The oldest, and indeed the only, Chinese word for iron is 鐵—tie, formerly pronounced tit. It is first mentioned among the tribute-articles of Yu in the Yu-Kung section of the Shoo-King,[392] and the latter has been estimated to date from b.c. 2200–2000. If this be fact, hieroglyphic tablet-writing flourished amongst the ‘Bak’ some five hundred years before the age popularly attributed to the Hebrew Scriptures, and when the Greeks had not begun to form a nation.[393] Either then the Sinologues, like the Sanskritists, have been deluded by the artful native into admitting the preposterous claims to antiquity of culture always advanced by semi-barbarous peoples; or, what is hardly likely, China formed a centre of Turanian civilisation wholly independent of Egypt and Chaldæa. Indeed, there appears to have been some contact of ideas in the matter of writing. The Kemite denoted ‘man’ and ‘eye’ by copying nature; and probably the Chinese did the same. But the Turanian symbols have lost, by the law of pictorial evanescence, the original forms: ‘man’ has become 人 = jin (No. 9),[394] a pair of legs; and ‘eye’ 目 = mŭh (No. 109), looks as if copied from a cat. The picture-origin of the Assyrian syllabary has also been satisfactorily established by the Rev. W. Haughton, but the later forms are as degraded as in the hieratic and demotic Egyptian.[395]

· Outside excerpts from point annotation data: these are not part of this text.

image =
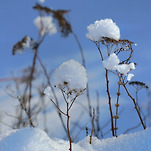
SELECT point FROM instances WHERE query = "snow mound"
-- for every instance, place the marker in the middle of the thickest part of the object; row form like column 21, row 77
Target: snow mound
column 125, row 68
column 45, row 25
column 27, row 139
column 103, row 28
column 32, row 139
column 71, row 76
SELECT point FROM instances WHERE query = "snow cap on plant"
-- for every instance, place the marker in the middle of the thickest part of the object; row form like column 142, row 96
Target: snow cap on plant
column 111, row 62
column 129, row 76
column 103, row 28
column 45, row 25
column 42, row 1
column 71, row 77
column 48, row 91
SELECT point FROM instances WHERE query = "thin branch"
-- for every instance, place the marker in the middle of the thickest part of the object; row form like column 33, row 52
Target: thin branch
column 93, row 118
column 135, row 106
column 109, row 99
column 58, row 108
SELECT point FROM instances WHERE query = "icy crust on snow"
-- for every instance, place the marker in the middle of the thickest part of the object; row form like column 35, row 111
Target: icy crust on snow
column 34, row 139
column 103, row 28
column 45, row 25
column 71, row 76
column 112, row 63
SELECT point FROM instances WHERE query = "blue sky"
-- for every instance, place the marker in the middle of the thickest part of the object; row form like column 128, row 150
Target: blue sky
column 133, row 17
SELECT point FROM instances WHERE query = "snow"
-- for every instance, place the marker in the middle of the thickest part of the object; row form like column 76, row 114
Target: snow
column 111, row 62
column 71, row 76
column 45, row 25
column 129, row 76
column 103, row 28
column 34, row 139
column 42, row 1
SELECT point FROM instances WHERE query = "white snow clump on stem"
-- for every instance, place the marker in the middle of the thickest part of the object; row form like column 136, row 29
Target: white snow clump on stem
column 111, row 62
column 45, row 25
column 48, row 91
column 103, row 28
column 71, row 76
column 129, row 76
column 125, row 68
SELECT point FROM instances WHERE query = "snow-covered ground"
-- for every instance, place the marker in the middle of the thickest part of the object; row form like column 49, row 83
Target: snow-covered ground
column 34, row 139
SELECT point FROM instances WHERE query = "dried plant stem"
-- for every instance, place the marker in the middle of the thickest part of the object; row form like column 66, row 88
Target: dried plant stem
column 136, row 107
column 68, row 129
column 109, row 99
column 83, row 63
column 93, row 118
column 116, row 117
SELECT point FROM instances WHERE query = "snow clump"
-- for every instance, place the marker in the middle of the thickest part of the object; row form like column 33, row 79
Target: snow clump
column 103, row 28
column 48, row 91
column 111, row 62
column 71, row 76
column 129, row 76
column 45, row 25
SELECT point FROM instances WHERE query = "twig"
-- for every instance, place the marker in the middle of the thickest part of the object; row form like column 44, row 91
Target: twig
column 93, row 118
column 117, row 106
column 109, row 99
column 136, row 107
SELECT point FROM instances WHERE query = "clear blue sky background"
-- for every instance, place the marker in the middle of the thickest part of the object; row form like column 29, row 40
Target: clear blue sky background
column 133, row 17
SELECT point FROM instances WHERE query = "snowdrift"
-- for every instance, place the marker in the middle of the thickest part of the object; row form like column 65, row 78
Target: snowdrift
column 34, row 139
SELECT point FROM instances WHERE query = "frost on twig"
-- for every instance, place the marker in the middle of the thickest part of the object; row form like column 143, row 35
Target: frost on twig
column 71, row 77
column 45, row 25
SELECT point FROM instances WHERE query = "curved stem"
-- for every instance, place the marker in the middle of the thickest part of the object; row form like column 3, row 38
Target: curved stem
column 109, row 99
column 136, row 107
column 117, row 107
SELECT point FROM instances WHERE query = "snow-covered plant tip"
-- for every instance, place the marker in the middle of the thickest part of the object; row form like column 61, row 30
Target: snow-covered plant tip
column 103, row 28
column 112, row 63
column 71, row 77
column 107, row 33
column 45, row 25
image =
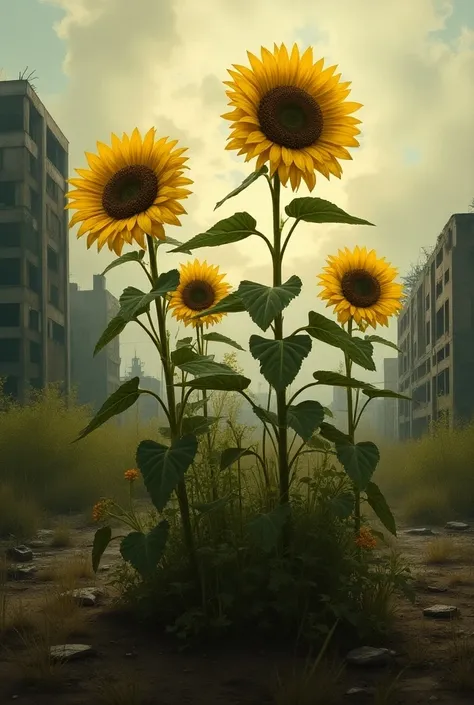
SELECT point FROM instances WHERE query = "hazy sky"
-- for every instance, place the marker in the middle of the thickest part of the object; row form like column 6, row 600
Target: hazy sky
column 111, row 65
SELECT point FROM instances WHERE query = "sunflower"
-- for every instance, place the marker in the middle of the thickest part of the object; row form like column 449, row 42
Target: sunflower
column 291, row 112
column 361, row 287
column 200, row 287
column 132, row 188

The passage above alluded to enumerates the articles of tribute as ‘musical gems-stones,’ iron, silver, steel, stones for arrow-heads, and sounding stones, with the skins of bears, great bears, foxes, jackals, and articles woven with their hair.’ Dr. Legge adds in a note: ‘By 鐵 = Tie, we are to understand “soft iron,” and by 鏤 = Low or Lowe, “hard iron” or “steel.” At the time of the Han dynasty, “iron-masters” (鐵宧) were appointed in the several districts of the old Leangchou, to superintend the iron-works. Tsa’e refers to two individuals mentioned in the “Historical Records”; one of the surname Ch’o, (卓氏), and the other of the surname Ch’ing (程), both of this part of the empire, who became so wealthy by their smelting that they were deemed equal to princes.’ According to the Rev. Dr. Edkins, ‘with the exception of this passage there is probably no distinct allusion to iron in writings older than b.c. 1000;’ and his statement seems to establish the date of Chinese technology and civilisation.

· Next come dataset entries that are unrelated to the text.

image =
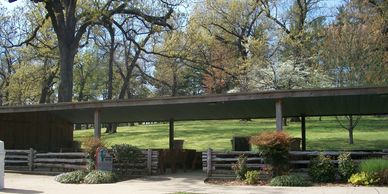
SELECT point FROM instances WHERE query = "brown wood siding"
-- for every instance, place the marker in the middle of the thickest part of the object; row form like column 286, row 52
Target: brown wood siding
column 42, row 131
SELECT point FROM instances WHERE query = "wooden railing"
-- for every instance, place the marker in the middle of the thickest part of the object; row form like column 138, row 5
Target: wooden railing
column 146, row 164
column 31, row 160
column 67, row 160
column 17, row 159
column 219, row 164
column 301, row 159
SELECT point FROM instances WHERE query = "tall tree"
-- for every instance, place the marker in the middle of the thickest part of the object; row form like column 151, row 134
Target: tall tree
column 71, row 19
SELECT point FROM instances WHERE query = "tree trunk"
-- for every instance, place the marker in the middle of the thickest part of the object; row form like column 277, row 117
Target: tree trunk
column 111, row 127
column 350, row 129
column 351, row 141
column 78, row 126
column 67, row 54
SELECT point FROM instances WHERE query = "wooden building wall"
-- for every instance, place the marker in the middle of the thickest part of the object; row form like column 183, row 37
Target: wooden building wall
column 42, row 131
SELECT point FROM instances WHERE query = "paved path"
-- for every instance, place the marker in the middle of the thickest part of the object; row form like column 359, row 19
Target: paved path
column 187, row 182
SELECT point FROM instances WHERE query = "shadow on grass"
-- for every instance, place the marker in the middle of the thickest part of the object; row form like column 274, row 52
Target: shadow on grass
column 21, row 191
column 342, row 144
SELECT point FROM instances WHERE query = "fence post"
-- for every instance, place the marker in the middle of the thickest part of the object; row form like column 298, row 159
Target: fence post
column 31, row 159
column 149, row 161
column 209, row 162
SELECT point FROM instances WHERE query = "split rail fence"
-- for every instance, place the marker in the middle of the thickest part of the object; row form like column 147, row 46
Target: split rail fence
column 219, row 164
column 30, row 160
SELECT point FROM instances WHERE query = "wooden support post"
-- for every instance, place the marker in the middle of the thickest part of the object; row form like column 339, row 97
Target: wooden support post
column 209, row 166
column 303, row 128
column 97, row 124
column 149, row 161
column 31, row 156
column 171, row 134
column 279, row 115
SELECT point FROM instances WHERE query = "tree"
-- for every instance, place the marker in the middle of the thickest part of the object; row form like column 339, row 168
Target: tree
column 71, row 19
column 354, row 51
column 238, row 31
column 351, row 123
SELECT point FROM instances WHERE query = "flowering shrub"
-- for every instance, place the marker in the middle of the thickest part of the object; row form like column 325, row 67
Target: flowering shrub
column 273, row 146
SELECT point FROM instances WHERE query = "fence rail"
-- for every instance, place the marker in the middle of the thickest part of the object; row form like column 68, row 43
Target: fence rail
column 219, row 164
column 31, row 160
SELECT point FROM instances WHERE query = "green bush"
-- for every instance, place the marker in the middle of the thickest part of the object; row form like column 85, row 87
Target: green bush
column 251, row 177
column 364, row 178
column 383, row 176
column 99, row 176
column 346, row 166
column 90, row 146
column 240, row 168
column 74, row 177
column 273, row 146
column 374, row 165
column 321, row 169
column 289, row 180
column 126, row 152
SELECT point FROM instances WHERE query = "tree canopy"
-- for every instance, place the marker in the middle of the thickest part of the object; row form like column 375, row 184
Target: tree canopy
column 68, row 50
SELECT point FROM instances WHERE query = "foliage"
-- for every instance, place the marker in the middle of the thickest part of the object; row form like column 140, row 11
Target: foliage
column 364, row 178
column 240, row 168
column 289, row 180
column 346, row 166
column 99, row 177
column 274, row 147
column 383, row 176
column 321, row 169
column 74, row 177
column 374, row 165
column 126, row 152
column 90, row 146
column 251, row 177
column 371, row 134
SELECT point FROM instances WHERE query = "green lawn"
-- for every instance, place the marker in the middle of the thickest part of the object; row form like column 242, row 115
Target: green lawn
column 371, row 133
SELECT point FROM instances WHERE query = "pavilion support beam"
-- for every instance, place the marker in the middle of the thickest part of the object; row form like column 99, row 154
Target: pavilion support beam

About b.c. 400 the celebrated author and philosopher Leih-Tze mentions steel, and describes the process of tempering it. In the ‘K’ang-hi-tse-tien’ (康熙字典), better known as ‘Kanghi’s Dictionary,’ published about a.d. 1710, the author represents the Serican contemporary of Aristotle as saying that ‘a red blade will cut Hu (jade or nephrite) as it would cut mud.’ Mr. Day makes this to mean a ‘reddish-coloured blade,’ red being one of the many tints which a clean surface of steel acquires in the process of tempering. It certainly cannot refer to red-hot steel, which would make no impression upon pietra dura. The description of steel-making in b.c. 400 is so far complete that it names and describes the several kinds. The first treatment produces ‘Twan-Kang’ or ball-steel, so called from the rounded bloom,[396] or ‘Kwan-Kang’ (sprinkled steel), because treated with cold affusion. There is also ‘Wei-Tie’ or false steel. The writer says: ‘When I was sent on official business to Tse-Chow and visited the foundries there, I understood this for the first time. Iron has steel within it, as meal contains vermicelli. Let it be subjected to fire a hundred times or more; it becomes lighter each time. If the firing be continued until the weight does not diminish, it is pure steel.’[397]